Cela concerne beaucoup de monde ?
Au 31 décembre 2018, le nombre de titulaires d’une carte d’admission à l’AME s’élevait à 318 106 personnes, selon un décompte communiqué à franceinfo par le ministère de la Santé. Après une quinzaine d’années de forte hausse, ce chiffre tend à se stabiliser depuis 2015 (+ 0,7% entre 2017 et 2018). L’an dernier, la commission des Finances du Sénat précisait qu’environ deux bénéficiaires de l’AME sur trois “consommaient effectivement des soins” au cours de l’année.

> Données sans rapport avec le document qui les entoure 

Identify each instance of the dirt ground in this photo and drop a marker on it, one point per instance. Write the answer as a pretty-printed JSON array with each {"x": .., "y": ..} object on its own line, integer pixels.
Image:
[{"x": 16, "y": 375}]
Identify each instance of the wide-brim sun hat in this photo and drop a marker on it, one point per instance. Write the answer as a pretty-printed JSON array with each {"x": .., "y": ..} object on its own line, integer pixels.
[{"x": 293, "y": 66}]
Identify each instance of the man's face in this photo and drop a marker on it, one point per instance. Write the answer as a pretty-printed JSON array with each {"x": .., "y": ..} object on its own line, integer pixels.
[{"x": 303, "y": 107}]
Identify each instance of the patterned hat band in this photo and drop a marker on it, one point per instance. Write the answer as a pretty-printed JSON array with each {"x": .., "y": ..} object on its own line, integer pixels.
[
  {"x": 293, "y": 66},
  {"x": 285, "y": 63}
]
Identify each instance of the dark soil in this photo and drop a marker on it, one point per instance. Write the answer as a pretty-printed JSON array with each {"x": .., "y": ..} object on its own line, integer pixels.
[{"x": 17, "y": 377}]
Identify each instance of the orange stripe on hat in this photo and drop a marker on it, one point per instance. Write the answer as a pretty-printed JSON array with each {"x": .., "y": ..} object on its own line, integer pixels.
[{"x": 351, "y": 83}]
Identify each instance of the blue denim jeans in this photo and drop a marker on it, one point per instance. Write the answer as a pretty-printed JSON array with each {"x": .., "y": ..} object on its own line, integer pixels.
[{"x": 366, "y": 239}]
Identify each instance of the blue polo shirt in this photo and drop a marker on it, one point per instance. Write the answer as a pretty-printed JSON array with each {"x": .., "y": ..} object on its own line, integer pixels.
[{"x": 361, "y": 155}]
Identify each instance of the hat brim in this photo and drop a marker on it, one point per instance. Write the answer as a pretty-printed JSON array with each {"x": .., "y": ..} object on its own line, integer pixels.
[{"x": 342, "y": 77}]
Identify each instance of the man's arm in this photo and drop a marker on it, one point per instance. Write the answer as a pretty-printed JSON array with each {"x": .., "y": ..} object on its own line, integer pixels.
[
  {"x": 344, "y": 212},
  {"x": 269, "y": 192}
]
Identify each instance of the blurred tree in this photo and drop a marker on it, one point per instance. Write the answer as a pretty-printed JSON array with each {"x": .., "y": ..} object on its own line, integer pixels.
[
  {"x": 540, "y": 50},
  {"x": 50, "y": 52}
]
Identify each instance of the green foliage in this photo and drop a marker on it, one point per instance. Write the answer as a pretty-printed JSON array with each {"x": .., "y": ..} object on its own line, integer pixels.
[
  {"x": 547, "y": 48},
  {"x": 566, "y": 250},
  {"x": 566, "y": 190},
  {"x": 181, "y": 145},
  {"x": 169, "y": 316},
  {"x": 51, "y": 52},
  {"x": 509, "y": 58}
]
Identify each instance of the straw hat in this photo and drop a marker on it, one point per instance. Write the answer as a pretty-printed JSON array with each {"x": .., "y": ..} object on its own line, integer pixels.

En théorie, ces chiffres pourraient être bien plus importants : tous les étrangers sans papiers ne sont pas inscrits à l’AME. “Parmi les personnes reçues chez Médecins du monde, une proportion très importante relevant théoriquement de l’AME n’en dispose pas dans les faits”, avec “un taux de non recours de 88%”, affirme l’ONG à franceinfo. Dès 2010, dans un rapport sur l’AME, les inspections générales des Finances et des Affaires sociales s’inquiétaient “d’un renoncement aux soins” des étrangers en situation irrégulière, “faute d’insertion et d’inscription dans les démarches d’accès à une protection sociale”.